Büyük bir kayıpla ilgili olsa da film genelde çok pozitifi değil mi?

S.J: “Bu filmin insani bağlantılarla ilgili olduğunu düşünüyorum.  Hayatta tek bir büyük macera yaşamıyoruz; hayatın kendisi bir macera, acısıyla, sürprizleriyle ve sunduğu olanaklarla. Kendim de büyük bir kayıp yaşadım ve tanıdığım çoğu insan da kaybın bir türünü mutlaka yaşadılar. Yirmilerindeki çoğu insan arkadaşlarını, büyükannelerini, bazen ebeveynlerini kaybedebiliyorlar ve aslında bunu da o maceranın bir bölümü olarak kabullenmek gerek. Bu içinize bakabilmenizi ve büyümenizi sağlıyor. Kayıp sonucunda büyüyorsunuz.”

Film fiziksel olarak ne kadar yorucuydu?
S.J: “Zordu çünkü aynı zamanda THE AVENGERS filmi için de çalışıyordum. Gün ışığında çekim yapmamız gerektiği için sabah 4:30’da kalkıp, 7:30 8:00 gibi sette oluyordum ve güneş batana kadar durmadan çalışıyorduk. Akşam 7:00 gibi evde olup sahnelerime çalışıyordum. Bu böyle hergün sürdü ve çok dayanılmazdı. Çok ama çok zorlu bir çekim takvimi oldu.”

Oyunculuk küçük yaşlarından bu yana bir hayalin miydi?
S.J: “Çocukken Broadway’de olmak isterdim. Müzikalleri çok seviyordum ve çocukken şarkı söyleyip dans ediyordum. Tap dans ve vocal dersleri almış ve oyunculuk okuluna gitmiştim. Amacım OKLAHOMA’da olmaktı ve sonunda kendimi TV reklamları için oyunculuk seçimlerine giderken bulmuştum ama hiçbirinde oynayamadım çünkü sesim çok derindi. Reklam için reddedilmekten nefret etmiştim çünkü bunda kötü olduğumu anladım. Bende sadece ‘canlı iş’ dediğimiz seçmelere gitmeye başladım. Rob Reiner filmi NORTH’ta 7  ya da  8 yaşımdayken küçük bir rol aldım. Filmlerde rol almam oradan başladı.”

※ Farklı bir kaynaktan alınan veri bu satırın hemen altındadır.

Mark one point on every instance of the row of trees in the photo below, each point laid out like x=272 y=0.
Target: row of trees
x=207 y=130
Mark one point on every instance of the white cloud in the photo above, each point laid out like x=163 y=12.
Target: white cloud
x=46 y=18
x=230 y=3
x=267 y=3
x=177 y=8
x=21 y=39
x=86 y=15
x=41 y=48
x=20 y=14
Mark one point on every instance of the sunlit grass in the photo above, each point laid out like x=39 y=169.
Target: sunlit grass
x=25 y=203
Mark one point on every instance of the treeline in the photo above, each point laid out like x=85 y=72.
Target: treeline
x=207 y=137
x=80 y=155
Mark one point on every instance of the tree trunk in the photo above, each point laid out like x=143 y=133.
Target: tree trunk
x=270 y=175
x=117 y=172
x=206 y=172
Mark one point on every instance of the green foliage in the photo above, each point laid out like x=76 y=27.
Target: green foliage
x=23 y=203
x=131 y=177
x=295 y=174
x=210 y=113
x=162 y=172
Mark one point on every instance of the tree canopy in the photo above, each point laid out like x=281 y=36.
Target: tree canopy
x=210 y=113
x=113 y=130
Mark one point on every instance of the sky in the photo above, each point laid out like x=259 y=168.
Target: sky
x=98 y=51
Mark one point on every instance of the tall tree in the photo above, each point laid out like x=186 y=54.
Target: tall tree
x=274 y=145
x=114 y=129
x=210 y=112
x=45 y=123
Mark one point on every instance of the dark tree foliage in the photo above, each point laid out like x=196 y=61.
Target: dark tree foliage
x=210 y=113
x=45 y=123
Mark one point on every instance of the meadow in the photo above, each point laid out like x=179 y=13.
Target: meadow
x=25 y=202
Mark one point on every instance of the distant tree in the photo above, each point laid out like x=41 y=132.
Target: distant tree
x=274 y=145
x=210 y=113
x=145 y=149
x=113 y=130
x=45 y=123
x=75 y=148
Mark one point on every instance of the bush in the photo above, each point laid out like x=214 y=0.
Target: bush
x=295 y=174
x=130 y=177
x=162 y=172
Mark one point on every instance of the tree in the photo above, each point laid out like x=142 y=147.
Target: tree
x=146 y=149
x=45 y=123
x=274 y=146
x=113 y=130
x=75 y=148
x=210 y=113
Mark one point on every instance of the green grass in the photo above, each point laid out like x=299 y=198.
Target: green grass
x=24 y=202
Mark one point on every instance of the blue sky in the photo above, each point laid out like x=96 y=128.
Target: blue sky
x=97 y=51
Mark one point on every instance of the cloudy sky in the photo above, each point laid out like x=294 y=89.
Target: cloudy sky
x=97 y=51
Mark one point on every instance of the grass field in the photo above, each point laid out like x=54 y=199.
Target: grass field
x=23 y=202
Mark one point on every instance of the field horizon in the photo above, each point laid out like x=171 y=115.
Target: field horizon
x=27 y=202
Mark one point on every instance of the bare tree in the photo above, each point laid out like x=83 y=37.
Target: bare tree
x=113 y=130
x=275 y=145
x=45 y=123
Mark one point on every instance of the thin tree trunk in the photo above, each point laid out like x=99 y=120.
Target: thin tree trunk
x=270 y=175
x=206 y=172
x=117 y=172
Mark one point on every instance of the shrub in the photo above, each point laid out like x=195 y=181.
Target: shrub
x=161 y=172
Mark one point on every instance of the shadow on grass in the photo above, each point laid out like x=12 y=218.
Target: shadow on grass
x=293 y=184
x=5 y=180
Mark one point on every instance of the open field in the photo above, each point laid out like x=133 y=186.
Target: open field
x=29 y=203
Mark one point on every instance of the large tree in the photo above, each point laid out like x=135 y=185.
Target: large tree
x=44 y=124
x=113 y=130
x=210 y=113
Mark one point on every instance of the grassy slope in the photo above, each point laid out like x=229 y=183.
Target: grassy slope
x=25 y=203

Özel bir hayranlık beslediğin yönetmen ve oyuncular var mı?
S.J: “İş sevdiğim yönetmen ve oyunculara gelince ortalığı velveleye verebiliyorum. Yakın zamanda Tim Burton’la tanıştım; dışarıdan cool görünmeye çalıştıysam da içimden ‘aman tanrım, Tim Burton!’ diye zıplıyordum. Onu çok severim ve tabii ki tanıştığınızda gayet normal bir insan o da. İnsanlar hayran oldukalrı kişilerin garip davranıyor olmasını bekliyor hep.”

Beğendiğin oyuncular kimler?

S.J: “Robert Downey Jr. (THE AVENGERS filminde) ile çalışmak mükemmeldi. Sette şöyle bir arkanıza bakıp orada Robert Downey’yi görmek harika. ‘Vay be, Robert Downey ile bir sahne çekiyorum’ diye düşünmekten kendimi alıkoyamıyordum. Bu çok büyük bir onur.  Beraber çalışıyor ve repliklerimizi karşılıklı havaya atıyorduk, o da yakalamamı bekliyordu. Mükemmeldi. O dahiyane birisi.”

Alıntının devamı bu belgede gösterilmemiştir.